Friends with Kids (2012) 
100 min., rated R.
Grade: B +


If a romantic-comedy can't reinvent the wheel, why not just write characters that are intelligent and worthy of our time? Why not just raise the emotional stakes to a relationship we can care about? Well, darn it, that's exactly what Jennifer Westfeldt does with her grown-up dramatic comedy about child rearing and thirty-something relationships. Like Nia Vardalos with "My Big Fat Greek Wedding," Jennifer Westfeldt made an unexpected splash with her first feature screenplay, the small, utterly charming 2001 indie hit "Kissing Jessica Stein" (where Westfeldt, starring as Jessica Stein, gave girls a try). Now, on her third but second solo script, writer-director-producer-star Westfeldt pulls quadruple duty and makes her directorial debut with "Friends with Kids." 

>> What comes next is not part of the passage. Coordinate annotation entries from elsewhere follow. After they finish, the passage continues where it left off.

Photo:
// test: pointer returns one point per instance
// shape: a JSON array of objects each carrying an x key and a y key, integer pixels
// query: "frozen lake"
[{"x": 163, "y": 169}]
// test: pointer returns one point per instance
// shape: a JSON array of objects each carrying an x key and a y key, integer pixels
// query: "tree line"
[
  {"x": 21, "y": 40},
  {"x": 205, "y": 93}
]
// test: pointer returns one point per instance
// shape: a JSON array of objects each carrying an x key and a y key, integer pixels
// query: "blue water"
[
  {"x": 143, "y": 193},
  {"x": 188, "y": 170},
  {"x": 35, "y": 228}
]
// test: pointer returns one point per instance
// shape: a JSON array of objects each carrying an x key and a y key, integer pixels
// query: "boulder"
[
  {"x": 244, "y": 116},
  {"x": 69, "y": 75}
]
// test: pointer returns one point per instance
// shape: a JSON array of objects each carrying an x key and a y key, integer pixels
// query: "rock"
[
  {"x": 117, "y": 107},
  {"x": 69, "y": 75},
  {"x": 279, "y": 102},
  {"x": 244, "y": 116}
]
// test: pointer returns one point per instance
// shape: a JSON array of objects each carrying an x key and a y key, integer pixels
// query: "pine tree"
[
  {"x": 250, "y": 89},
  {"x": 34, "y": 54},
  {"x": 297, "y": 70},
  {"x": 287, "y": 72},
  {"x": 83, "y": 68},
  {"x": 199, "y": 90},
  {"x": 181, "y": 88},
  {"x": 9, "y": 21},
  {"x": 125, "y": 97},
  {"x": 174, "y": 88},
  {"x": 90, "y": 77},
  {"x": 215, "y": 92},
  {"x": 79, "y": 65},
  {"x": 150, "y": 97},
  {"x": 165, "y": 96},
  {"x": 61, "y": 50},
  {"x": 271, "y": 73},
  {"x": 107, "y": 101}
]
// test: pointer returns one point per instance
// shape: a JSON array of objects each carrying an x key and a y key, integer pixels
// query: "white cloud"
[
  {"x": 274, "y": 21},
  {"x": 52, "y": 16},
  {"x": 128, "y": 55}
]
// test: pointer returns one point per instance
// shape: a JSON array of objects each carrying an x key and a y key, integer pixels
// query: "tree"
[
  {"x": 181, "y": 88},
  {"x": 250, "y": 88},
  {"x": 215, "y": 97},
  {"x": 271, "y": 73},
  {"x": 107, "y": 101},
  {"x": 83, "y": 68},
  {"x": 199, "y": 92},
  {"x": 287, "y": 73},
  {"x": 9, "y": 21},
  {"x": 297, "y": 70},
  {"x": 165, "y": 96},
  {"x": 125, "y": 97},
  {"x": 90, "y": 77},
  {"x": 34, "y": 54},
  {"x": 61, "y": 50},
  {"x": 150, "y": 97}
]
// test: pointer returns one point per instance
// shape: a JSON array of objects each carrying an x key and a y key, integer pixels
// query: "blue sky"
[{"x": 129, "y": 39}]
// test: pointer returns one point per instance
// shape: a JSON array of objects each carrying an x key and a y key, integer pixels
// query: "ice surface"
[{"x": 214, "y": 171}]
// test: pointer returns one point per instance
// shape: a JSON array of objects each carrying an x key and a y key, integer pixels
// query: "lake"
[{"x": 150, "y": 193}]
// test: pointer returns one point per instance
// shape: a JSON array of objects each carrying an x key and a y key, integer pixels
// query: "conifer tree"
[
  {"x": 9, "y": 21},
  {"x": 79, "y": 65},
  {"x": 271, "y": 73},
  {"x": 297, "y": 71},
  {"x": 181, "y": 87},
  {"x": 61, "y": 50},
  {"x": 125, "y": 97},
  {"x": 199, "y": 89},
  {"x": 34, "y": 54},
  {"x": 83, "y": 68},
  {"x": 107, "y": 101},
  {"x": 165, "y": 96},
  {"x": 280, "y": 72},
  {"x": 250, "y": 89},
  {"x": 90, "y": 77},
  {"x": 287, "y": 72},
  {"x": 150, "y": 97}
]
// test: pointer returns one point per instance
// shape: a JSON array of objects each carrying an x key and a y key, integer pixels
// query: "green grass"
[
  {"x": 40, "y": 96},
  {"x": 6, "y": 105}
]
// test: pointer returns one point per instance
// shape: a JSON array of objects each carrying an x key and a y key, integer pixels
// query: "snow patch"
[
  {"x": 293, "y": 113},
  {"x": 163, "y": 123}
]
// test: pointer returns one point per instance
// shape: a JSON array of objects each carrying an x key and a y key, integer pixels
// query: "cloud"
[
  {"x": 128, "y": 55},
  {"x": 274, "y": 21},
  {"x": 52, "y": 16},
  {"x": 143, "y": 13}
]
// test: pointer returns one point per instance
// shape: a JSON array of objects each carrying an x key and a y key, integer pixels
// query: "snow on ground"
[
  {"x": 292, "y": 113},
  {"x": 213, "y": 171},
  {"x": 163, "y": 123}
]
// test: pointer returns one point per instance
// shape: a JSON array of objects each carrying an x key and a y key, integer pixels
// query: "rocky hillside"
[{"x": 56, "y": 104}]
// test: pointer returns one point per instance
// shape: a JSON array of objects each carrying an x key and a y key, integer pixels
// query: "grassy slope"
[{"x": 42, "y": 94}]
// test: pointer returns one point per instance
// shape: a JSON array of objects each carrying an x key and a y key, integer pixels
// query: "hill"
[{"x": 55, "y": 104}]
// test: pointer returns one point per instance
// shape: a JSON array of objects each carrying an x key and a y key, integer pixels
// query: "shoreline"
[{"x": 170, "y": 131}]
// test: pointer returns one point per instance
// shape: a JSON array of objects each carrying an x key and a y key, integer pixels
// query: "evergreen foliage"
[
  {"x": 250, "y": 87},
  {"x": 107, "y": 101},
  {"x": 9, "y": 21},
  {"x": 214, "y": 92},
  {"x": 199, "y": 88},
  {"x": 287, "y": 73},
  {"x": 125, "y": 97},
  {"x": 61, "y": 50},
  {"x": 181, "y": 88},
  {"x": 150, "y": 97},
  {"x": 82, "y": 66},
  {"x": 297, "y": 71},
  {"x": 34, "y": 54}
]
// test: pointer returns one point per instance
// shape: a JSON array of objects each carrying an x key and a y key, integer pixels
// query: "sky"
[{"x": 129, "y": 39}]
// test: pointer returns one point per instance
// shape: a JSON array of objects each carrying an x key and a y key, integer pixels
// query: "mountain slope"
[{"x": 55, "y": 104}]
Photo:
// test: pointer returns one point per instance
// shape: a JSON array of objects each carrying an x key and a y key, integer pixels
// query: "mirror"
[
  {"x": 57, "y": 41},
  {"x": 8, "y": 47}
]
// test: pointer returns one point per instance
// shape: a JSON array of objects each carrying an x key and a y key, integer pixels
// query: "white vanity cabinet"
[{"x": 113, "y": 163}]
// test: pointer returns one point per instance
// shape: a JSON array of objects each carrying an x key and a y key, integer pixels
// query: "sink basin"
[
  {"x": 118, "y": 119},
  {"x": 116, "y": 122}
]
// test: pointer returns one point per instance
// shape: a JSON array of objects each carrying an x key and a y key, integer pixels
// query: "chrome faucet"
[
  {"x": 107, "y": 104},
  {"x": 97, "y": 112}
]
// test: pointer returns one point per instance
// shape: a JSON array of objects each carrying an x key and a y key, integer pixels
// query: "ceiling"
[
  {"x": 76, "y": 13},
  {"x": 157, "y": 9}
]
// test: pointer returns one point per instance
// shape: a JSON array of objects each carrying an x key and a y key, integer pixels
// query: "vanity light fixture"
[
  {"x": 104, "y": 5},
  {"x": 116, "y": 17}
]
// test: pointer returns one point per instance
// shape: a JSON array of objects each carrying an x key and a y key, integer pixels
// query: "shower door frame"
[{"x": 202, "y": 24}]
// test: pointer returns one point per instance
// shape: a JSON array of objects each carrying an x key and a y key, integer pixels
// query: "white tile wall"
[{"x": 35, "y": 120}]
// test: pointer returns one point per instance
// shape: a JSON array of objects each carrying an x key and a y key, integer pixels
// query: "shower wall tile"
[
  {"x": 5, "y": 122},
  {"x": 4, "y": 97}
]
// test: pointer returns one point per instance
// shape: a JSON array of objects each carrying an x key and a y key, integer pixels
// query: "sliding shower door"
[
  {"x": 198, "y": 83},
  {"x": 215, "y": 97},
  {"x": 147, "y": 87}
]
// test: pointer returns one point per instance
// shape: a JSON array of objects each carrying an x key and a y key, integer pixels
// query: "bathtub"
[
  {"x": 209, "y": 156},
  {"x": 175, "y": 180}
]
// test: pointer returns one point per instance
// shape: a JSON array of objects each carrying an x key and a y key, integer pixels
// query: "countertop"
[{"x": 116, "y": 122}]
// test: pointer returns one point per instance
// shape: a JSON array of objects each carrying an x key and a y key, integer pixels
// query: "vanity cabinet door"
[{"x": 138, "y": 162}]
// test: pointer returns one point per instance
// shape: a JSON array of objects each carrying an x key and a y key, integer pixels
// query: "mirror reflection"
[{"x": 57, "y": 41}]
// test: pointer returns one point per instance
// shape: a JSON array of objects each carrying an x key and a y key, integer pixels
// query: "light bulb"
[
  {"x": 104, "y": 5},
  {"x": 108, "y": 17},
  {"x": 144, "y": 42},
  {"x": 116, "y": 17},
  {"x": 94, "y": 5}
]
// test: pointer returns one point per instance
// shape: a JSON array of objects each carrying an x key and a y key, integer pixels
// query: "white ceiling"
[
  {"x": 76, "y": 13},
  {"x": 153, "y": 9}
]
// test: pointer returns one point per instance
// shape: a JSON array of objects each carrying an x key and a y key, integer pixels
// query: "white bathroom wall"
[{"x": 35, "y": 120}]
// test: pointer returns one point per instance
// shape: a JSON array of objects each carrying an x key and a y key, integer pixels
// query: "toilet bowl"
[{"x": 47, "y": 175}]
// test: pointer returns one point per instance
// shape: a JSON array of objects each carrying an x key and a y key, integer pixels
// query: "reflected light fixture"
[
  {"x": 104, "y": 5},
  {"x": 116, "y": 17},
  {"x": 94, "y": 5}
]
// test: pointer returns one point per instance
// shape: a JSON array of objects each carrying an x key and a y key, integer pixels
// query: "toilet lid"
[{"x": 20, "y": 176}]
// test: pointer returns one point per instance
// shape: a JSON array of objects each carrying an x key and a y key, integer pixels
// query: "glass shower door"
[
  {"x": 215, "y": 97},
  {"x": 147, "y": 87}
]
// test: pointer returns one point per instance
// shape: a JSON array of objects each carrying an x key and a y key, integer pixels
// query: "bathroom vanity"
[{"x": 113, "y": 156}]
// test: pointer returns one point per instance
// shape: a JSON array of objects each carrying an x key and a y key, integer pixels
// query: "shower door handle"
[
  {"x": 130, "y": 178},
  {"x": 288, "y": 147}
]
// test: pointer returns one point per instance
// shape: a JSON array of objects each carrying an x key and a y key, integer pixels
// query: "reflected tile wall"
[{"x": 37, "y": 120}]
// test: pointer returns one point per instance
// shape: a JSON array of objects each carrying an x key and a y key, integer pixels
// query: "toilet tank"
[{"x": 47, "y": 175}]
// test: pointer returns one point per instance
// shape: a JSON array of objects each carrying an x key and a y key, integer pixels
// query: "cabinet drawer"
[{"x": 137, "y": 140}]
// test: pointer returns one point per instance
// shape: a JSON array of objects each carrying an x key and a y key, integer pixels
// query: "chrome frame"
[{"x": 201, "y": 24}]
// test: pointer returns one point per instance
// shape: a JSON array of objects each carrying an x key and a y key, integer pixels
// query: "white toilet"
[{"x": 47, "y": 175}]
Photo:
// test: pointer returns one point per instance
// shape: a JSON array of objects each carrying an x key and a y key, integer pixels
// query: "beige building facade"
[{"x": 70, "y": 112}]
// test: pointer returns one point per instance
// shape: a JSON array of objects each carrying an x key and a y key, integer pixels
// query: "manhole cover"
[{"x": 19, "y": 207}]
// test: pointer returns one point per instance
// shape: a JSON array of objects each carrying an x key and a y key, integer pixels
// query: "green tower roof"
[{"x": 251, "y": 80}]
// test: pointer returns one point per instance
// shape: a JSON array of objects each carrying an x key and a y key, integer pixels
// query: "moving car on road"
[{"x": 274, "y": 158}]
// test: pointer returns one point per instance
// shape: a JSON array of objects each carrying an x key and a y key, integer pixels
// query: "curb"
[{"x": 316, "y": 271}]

Julie (Westfeldt) and Jason (Adam Scott) are single best friends since college, living in the same Manhattan apartment building but on separate floors. They can always count on the other to answer the phone and just chat, while they both have random hookups lying in bed next to them. Getting together for dinner with their close-knit circle of friends, Julie and Jason, as well as oversexed couple Ben and Missy (Jon Hamm and Kristen Wiig), are presented with exciting news by marrieds Leslie and Alex (Maya Rudolph and Chris O'Dowd): they're having a baby! Four years later, both sets of friends (except the two J's) have their hands so tied with kids that there's rarely any time for much romance. Once they get talking about both wanting kids someday, Julie and Jason decide to have one together, out of wedlock and without being in a romantic relationship. Their friends don't think it's such a hot idea, but Julie and Jason beat the system and choose to conceive the old-fashioned way. Cross your fingers and hope they can make it work without any romance. 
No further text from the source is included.